By: Claire Stremple/Alaska Beacon
The halls are lined with lockers and portraits of elders at the Anna Tobeluk Memorial School in Nunapitchuk, Alaska. October 12, 2023. (Photo by Claire Stremple/Alaska Beacon)

Juneau, Alaska (Alaska Beacon) – An article in the latest issue of the Alaska Department of Labor and Workforce Development’s magazine outlines the data behind shrinking teacher wages in Alaska.

Dunleavy administration staff stopped the publication of the article last month, which was slated to be the cover article. It was published in this month’s issue, but not as a cover article and with a different headline, after reporting from multiple news outlets and op-ed pieces from current and former Labor Department leaders who expressed their discontent with what they said was censorship and suppression of state data.

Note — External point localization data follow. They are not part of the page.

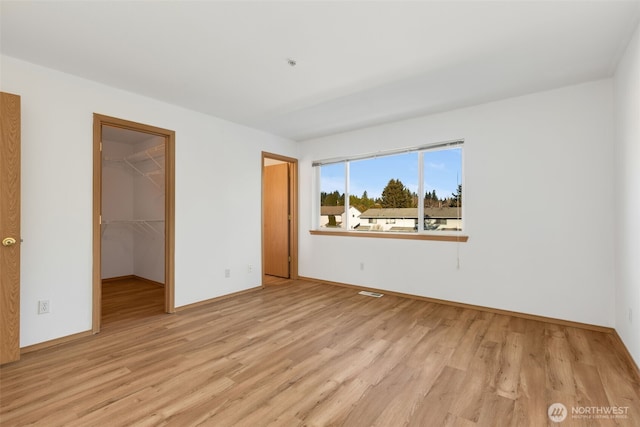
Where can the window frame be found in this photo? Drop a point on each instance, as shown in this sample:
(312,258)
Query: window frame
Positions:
(421,233)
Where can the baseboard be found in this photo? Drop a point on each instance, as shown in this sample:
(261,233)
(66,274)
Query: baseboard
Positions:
(132,277)
(630,359)
(552,320)
(220,298)
(54,342)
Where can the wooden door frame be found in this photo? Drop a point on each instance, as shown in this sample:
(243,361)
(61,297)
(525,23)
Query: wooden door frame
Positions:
(169,136)
(10,148)
(293,210)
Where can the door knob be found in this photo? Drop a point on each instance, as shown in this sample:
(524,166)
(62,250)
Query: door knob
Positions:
(8,241)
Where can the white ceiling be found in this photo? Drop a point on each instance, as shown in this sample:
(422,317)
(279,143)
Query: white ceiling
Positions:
(358,63)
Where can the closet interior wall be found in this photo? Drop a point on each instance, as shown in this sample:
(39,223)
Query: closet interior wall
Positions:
(133,206)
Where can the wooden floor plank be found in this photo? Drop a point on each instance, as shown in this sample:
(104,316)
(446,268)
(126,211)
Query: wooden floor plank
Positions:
(303,353)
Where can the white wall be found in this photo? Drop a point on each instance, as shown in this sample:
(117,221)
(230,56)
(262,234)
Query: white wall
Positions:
(149,204)
(218,170)
(538,208)
(627,200)
(117,204)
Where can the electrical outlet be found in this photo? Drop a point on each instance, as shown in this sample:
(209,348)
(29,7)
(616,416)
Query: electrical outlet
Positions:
(43,306)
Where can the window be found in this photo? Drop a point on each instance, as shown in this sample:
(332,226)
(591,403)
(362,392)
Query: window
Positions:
(390,192)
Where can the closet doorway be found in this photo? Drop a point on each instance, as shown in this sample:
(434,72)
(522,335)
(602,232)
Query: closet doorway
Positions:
(279,218)
(133,209)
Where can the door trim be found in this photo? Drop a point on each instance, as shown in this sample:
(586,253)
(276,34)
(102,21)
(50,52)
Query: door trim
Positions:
(169,136)
(293,211)
(10,152)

The new framing of the article is gentler: The headline went from “Teachers’ shrinking wage advantage” to “How teachers’ wages compare,” but little in the article itself changed at all.

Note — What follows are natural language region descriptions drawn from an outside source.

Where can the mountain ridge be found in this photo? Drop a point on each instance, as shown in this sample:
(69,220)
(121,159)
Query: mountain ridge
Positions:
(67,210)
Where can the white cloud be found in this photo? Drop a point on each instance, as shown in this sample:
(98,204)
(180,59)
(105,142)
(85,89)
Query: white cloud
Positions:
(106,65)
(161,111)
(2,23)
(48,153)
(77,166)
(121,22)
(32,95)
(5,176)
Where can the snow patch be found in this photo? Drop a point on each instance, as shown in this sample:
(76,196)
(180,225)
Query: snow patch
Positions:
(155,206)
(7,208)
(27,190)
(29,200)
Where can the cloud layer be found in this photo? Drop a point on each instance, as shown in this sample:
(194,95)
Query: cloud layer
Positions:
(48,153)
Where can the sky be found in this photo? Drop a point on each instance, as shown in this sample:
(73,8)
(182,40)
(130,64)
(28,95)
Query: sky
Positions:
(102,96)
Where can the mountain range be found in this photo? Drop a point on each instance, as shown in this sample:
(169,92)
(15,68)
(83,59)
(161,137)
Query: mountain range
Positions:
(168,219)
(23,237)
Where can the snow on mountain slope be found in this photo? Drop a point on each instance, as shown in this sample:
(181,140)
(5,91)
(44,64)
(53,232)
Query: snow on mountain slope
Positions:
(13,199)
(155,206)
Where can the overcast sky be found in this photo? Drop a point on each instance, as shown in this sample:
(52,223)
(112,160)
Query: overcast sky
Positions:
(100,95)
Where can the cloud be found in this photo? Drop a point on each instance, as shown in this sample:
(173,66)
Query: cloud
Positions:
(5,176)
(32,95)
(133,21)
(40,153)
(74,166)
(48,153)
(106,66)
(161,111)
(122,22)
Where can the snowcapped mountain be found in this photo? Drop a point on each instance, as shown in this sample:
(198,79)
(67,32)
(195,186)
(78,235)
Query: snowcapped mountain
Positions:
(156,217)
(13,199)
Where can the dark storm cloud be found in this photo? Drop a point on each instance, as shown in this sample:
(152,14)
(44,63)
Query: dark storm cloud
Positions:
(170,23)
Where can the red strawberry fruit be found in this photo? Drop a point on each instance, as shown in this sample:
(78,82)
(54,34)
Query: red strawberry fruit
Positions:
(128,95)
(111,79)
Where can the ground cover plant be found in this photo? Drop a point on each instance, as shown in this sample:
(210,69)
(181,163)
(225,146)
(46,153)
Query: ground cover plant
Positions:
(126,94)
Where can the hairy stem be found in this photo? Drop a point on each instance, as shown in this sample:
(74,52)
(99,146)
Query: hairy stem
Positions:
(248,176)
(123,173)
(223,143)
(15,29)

The numbers bear out what teachers and education advocates have said for years: Alaska’s teacher wages have dropped and it is the only state in the country without a defined pension for teachers.

Between the 1980s and the 1990s, Alaska lost much of its competitive pay advantage, or pay premium, which has hovered closer to the average national pay since. New teachers now make less over the course of their careers — educators who started careers in fiscal year 2012 earned roughly $2,000 per year less than those who did 10 years before — and the state is losing teachers faster than it can hire them.

The report comes as Alaska school districts report problems hiring teachers. Earlier this year, Dunleavy vetoed half of a $175 million one-time boost to education funding that was approved by the Legislature.